From 6e4cbadcac2f3b0cf0d062b403a4962683f6bc0e Mon Sep 17 00:00:00 2001
From: Manuel Drehwald <git@manuel.drehwald.info>
Date: Tue, 29 Jul 2025 14:16:03 -0700
Subject: [PATCH] add gpu device side instructions

---
 src/SUMMARY.md              |  1 +
 src/offload/installation.md | 29 +------------
 src/offload/usage.md        | 81 +++++++++++++++++++++++++++++++++++++
 3 files changed, 83 insertions(+), 28 deletions(-)
 create mode 100644 src/offload/usage.md

diff --git a/src/SUMMARY.md b/src/SUMMARY.md
index e3c0d50fc..9ed13e8bd 100644
--- a/src/SUMMARY.md
+++ b/src/SUMMARY.md
@@ -103,6 +103,7 @@
 	- [The `rustdoc-json` test suite](./rustdoc-internals/rustdoc-json-test-suite.md)
 - [GPU offload internals](./offload/internals.md)
     - [Installation](./offload/installation.md)
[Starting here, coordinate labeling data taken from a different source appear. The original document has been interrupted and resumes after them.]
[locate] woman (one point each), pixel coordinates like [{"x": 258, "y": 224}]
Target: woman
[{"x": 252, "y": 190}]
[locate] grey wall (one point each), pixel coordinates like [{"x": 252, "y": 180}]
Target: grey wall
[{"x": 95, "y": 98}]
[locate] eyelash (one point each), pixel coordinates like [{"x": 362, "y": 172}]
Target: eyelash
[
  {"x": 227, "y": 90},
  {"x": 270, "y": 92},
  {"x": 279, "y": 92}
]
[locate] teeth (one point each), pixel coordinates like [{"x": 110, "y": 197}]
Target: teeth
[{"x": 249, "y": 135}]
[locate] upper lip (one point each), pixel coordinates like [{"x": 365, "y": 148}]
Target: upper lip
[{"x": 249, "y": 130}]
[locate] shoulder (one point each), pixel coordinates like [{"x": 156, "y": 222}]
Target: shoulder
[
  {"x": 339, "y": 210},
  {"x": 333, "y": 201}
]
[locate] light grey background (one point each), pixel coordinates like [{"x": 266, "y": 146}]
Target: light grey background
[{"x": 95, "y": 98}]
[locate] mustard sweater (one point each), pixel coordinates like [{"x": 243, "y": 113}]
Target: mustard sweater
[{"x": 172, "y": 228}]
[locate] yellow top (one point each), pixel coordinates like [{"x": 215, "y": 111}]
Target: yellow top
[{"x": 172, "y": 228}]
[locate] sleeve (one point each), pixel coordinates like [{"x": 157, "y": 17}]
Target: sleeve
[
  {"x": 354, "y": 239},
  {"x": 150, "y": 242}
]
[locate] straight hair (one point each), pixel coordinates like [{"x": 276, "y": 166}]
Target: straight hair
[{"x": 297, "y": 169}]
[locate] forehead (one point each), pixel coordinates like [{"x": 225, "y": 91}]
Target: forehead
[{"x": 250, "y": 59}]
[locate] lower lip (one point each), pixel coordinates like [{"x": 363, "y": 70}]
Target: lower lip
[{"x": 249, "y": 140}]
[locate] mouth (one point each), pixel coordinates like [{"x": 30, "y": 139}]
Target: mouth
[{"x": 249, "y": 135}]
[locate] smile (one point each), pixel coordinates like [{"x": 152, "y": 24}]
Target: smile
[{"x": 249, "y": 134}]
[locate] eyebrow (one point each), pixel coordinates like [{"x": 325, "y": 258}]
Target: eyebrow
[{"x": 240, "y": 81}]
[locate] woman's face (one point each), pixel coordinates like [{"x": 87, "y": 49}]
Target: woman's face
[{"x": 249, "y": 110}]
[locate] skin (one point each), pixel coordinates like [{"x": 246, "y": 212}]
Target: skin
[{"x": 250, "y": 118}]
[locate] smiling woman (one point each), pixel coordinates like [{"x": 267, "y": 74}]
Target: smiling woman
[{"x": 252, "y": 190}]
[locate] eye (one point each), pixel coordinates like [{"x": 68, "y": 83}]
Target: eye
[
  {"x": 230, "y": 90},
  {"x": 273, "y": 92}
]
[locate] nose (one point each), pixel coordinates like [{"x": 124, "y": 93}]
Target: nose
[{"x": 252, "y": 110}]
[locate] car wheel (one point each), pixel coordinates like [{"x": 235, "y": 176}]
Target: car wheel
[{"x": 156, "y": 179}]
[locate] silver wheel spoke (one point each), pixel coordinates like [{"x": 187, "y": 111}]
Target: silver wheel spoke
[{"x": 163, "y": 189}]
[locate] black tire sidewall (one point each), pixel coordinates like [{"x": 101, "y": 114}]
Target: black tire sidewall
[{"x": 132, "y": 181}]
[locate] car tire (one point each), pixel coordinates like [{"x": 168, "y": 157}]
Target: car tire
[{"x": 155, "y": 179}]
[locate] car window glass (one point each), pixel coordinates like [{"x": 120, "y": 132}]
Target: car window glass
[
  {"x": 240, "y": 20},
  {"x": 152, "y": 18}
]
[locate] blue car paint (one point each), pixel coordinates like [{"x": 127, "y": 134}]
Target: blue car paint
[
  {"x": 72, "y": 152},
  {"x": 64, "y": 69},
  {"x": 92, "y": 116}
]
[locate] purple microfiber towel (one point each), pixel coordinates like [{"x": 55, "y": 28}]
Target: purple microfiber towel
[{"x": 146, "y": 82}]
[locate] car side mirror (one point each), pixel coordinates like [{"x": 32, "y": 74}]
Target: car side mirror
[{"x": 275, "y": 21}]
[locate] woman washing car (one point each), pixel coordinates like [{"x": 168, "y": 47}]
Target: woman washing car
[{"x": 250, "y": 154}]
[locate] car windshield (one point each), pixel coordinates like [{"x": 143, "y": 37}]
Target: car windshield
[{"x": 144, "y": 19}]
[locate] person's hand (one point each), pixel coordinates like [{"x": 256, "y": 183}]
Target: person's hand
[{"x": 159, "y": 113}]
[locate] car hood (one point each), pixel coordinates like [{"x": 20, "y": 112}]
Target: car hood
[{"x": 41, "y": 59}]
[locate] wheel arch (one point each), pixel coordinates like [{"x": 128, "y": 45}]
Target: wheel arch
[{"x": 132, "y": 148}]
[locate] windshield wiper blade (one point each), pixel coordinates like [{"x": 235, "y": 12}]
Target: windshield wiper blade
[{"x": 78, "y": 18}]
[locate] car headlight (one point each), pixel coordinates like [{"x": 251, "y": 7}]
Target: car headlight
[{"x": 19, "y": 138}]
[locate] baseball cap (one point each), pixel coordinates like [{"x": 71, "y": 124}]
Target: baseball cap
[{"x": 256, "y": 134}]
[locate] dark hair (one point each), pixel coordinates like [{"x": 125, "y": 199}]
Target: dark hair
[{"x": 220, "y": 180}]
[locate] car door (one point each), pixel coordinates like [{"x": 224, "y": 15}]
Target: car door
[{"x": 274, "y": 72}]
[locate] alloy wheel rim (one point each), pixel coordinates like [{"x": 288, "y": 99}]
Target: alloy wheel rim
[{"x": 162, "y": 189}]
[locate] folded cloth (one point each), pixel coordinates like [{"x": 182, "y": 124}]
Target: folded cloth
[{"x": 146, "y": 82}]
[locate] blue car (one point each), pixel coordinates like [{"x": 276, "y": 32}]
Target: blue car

+    - [Usage](./offload/usage.md)
 - [Autodiff internals](./autodiff/internals.md)
     - [Installation](./autodiff/installation.md)
     - [How to debug](./autodiff/debugging.md)
diff --git a/src/offload/installation.md b/src/offload/installation.md
index 1e792de3c..0c62ea646 100644
--- a/src/offload/installation.md
+++ b/src/offload/installation.md
@@ -1,6 +1,6 @@
 # Installation
 
-In the future, `std::offload` should become available in nightly builds for users. For now, everyone still needs to build rustc from source. 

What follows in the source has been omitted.